Who to blame when IT projects go wrong
There's a well written feature article business managers should read in Upside magazine about information technology (IT) consultants, if only for the entertainment value.
Author Geoffrey James begins his tale of doom and destruction with the provocative statement: "Perhaps if large IT projects were sold like snake oil, people wouldn't be so surprised to learn that 40 percent of them end in failure.'' He was basing his claim on a 1996 survey conducted by the Standish Group which also found, according to Mr. James, that "even respected companies such as Andersen Consulting and Lockheed Martin -- increased, rather than decreased, the risk of failure''.
Mr. James then launches into a captivating account of the kind of failures, mismanagement and mayhem that can beset companies. I'm well known around the office for liking these kinds of attacks on consultants.
But I also believe the stories often neglect to look at the other side of the ill-fated marriage -- the managers who hired the consultants in the first place and allowed them to wreak havoc on their businesses.
I mentioned the story to a buddy who's in the business and he gave me his version of what sometimes happens to mess up IT projects: "Everyone learns systems life cycles in college,'' he said. "It's taught as basic computer analysis. It's analysis, design, implementation, and maintenance.'' His beef with businesses managers begins when they call his company team in and tell them to put the system in place as quickly as possible. In other words, the IT consulting team is brought in at the third stage -- implementation.
It's frustrating. If the process is not thought out fully from at the beginning, the IT team hired for the job may be putting in place a system that was doomed to fail. The IT team then gets the blame for the mistake.
"Most clients start you at the implementation stage,'' he said. "They don't ask you `How is it going to help our business? How is it going to improve our work flow?' These are the bottom line questions. They only give you time to implement. They don't want you to go back to the analysis stage. Well what do you want for that kind of mandate? They don't realise that sometimes a good two weeks of analysis will save you ten weeks of implementation. You try to get them back to analysis but they don't want to take the time to look at it carefully. They have been pressured into a solution.'' When managers bring in outside IT people they want to bring new technology and force it on top of the current way of business. They don't see the opportunity technology gives in changing the way the company or organisation operates.
"People need to look at reengineering the current process but they end up trying to implement in the current process,'' he said.
The story is available at www.upside.com/twxis/mvm/stor y?id(equals)35ed7fe10.
Click on the "Bait and Switch'' link which contains a separate story about how consulting firms purposely end up assigning an inexperienced team to a project once the bid is won.
Another link takes you to advice on how to avoid IT fiascos. Mr. James, the author of "Success Secrets from Silicon Valley'', concludes the best way to avoid problems is by "making the scope of your projects reasonable, keeping end users and management involved, using consultants sparingly, and allowing for adequate planning, testing, and training''.

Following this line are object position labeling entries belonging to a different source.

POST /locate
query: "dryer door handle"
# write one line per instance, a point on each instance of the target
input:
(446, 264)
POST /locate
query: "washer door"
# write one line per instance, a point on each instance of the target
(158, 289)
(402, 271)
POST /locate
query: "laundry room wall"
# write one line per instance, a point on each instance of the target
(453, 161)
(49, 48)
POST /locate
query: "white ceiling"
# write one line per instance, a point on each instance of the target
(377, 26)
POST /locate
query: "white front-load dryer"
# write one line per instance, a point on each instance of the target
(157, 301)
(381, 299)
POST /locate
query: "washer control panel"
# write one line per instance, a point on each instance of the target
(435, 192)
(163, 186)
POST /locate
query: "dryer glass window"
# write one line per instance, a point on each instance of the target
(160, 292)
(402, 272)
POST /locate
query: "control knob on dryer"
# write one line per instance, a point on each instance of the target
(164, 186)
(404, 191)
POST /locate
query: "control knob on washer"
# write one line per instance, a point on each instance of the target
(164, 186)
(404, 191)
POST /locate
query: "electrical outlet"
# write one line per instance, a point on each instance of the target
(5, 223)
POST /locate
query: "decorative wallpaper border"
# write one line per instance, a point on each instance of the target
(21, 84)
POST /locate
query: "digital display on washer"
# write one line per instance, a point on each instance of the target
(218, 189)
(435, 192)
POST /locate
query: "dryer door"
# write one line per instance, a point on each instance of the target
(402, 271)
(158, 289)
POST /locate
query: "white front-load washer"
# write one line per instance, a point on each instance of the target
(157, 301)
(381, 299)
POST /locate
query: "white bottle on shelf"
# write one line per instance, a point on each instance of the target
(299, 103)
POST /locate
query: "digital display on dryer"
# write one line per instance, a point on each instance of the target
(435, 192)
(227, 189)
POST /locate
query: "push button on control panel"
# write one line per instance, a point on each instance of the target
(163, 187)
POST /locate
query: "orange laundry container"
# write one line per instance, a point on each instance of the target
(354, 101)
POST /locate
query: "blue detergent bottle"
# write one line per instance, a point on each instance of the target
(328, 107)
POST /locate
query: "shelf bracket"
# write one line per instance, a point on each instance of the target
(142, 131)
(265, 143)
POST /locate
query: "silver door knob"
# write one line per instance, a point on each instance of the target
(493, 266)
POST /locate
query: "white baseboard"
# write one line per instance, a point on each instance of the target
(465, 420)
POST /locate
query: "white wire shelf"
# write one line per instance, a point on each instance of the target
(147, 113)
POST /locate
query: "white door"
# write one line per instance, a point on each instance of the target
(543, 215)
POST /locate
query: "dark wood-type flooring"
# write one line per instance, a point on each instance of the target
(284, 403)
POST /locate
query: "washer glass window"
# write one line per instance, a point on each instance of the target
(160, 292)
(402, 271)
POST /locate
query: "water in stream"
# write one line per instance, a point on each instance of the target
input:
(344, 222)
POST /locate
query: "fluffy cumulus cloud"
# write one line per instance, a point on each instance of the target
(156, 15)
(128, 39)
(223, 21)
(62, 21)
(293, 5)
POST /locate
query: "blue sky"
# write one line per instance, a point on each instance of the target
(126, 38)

Civil liberties groups are getting set to challenge what they see as another attack on the freedom of the Internet. Last week the US House Commerce Committee made another attempt to pass restrictions aimed at protecting pornographic content from being seen by minors. Anyone in their right minds wants to see that done.
Even with some of the voluntary controls in place, there is lots of purient material on the Web open to view. The bill is aimed at any communication or image that depicts or describes "in a patently offensive way...an actual or simulated sexual act...that taken as a whole, lacks serious literary, artistic, political, or scientific value for minors''.
The bill is a new version of the Communications Decency Act which was ruled unconstitutional by the Supreme Court last year. Here again the civil liberties groups say the new version will also serious restrict other types of material protected by the US First Amendement about freedom of speech.
It's a tough call, and a debate that's not restricted to the Internet.
Children must be protected. But the values of a free society where information and ideas must be allowed to be disseminated must also be protected. Another issue is to protect the companies owning the computer servers on which the material is being stored. If they are forced into the role of monitoring content they might end up becoming the unwitting cyberpolice. No one wants that to happen.